These are challenging times. Government agencies, federal and state, are passing and implementing regulations every day. Employers are facing customer and employee backlash if they fail to monitor the work environment to the best of their ability. There are potential liability elements related to becoming a virus hot spot. It is hard to imagine a more treacherous position. We are seeing some companies excel though, and they are doing it through ingenuity and technology.
In normal times, Bentonville, Arkansas based Movista Inc. provides a workforce management platform. The company’s thrust is giving managers and workers tools to facilitate faster and better performance. And right now, for many companies, all that is secondary to safety and compliance. CEO Stan Zylowski shared customer sentiments, “We are hearing a loud cry for a solution to the health-related data collection and decision-making demands in the market. This is very new and very loud.”

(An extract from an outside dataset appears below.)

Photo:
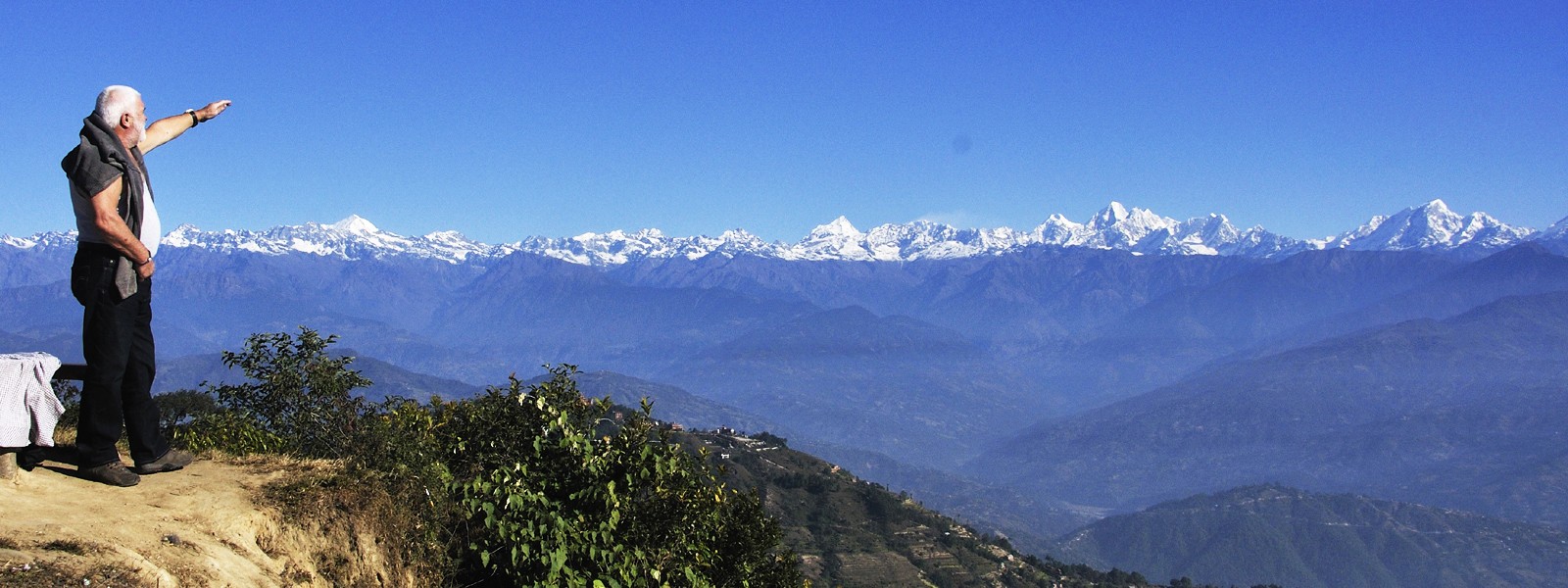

In response, Movista has created a new program for use by companies and governments. Project Health allows for the collection of critical health and exposure elements, and automatically lets employees know if they should be working. Normally collecting this type of information about employees is disallowed, but because we are in a pandemic, collecting basic data is not only okay-- it is encouraged.
Here is how it works:
- Users and their work locations are uploaded to the highly secure system
- Workers download the mobile application
- Each company can instantly choose which questions they wish to ask
- Health elements to collect (usually this is dictated by legislation)
- The level of personal details they want (employee number vs name, etc.)
- The survey becomes visible to the workers and typically takes about 2 minutes per day to execute
- All the responses are viewable in real-time and can easily be shared, if desired or required, with other parties
One of Movista’s largest clients is using their newly minted Project Health solution to monitor their team of more than sixty thousand employees daily. Their model has each employee reporting to a manager before beginning their shift. Each manager quizzes the employee and enters data into the application. In this client’s case, they are using touchless thermometers and recording that reading as well. In return, the application is letting the manager know if an employee’s answers indicate the need to stay home from their shift. In an environment with shifting rules, this is a critical element.
The company has priced the offering as low as possible to enable maximum adoption. Zylowski summarizes that choice this way, “In normal times, knowing is good and wondering is bad. In this environment, 'bad' is not a strong enough word. If we fail to help, we are being morally exposed and betraying our values.”